Boost Your Bone Health: 3 Calcium-Rich Foods to Include in Your Diet
Calcium deficiency is more common than many realize, often leading to weakened bones and reduced bone density, especially after the age of 30. Instead of relying solely on supplements, consider incorporating calcium-rich foods into your diet to maintain bone strength and overall health.
Dr. Manan Vora, an orthopaedic surgeon from Mumbai, emphasizes three everyday foods that are excellent sources of calcium.
Ragi
Ragi, or finger millet, is one of the richest plant-based sources of calcium, providing about 344 mg of calcium per 100 grams. This makes it an excellent choice for supporting bone health.
Parmesan Cheese
If you're not vegan, parmesan cheese is another fantastic source of calcium. Even in small amounts, it offers around 1100 to 1200 mg of calcium per 100 grams, along with protein and vitamin K2, which helps direct calcium into the bones.
Sesame Seeds
Sesame seeds are a powerhouse of nutrition, packing about 975 mg of calcium per 100 grams.
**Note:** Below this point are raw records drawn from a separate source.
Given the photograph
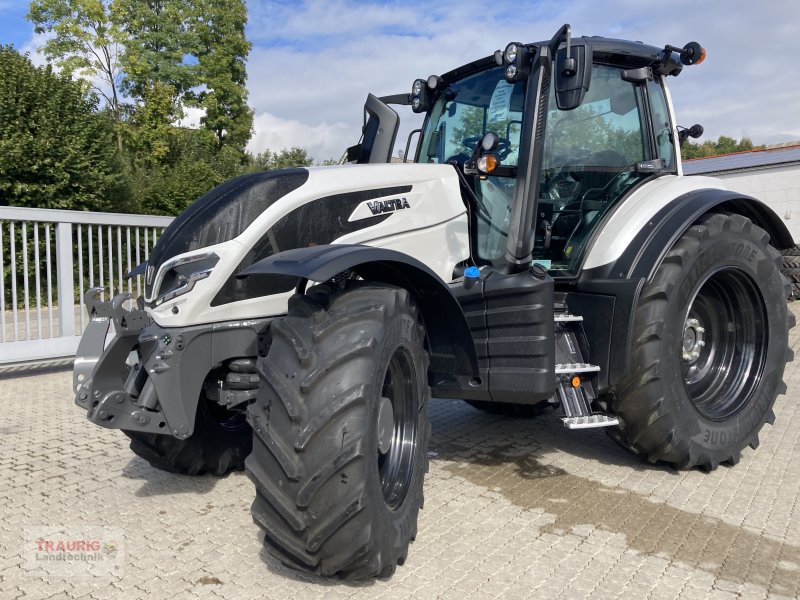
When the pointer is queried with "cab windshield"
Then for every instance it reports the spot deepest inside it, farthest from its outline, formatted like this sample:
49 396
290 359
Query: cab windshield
464 112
They also contain magnesium, zinc, and phosphorus, all of which are vital for strong bones and healthy muscle function.
Additionally, Dr. Vora highlights the importance of vitamin D for calcium absorption. Without it, your body may struggle to utilize the calcium from these foods effectively. Ensure you get enough sunlight for optimal vitamin D levels.
Incorporating these calcium-rich foods into your diet can significantly enhance your bone strength and overall health. Remember, balance is key!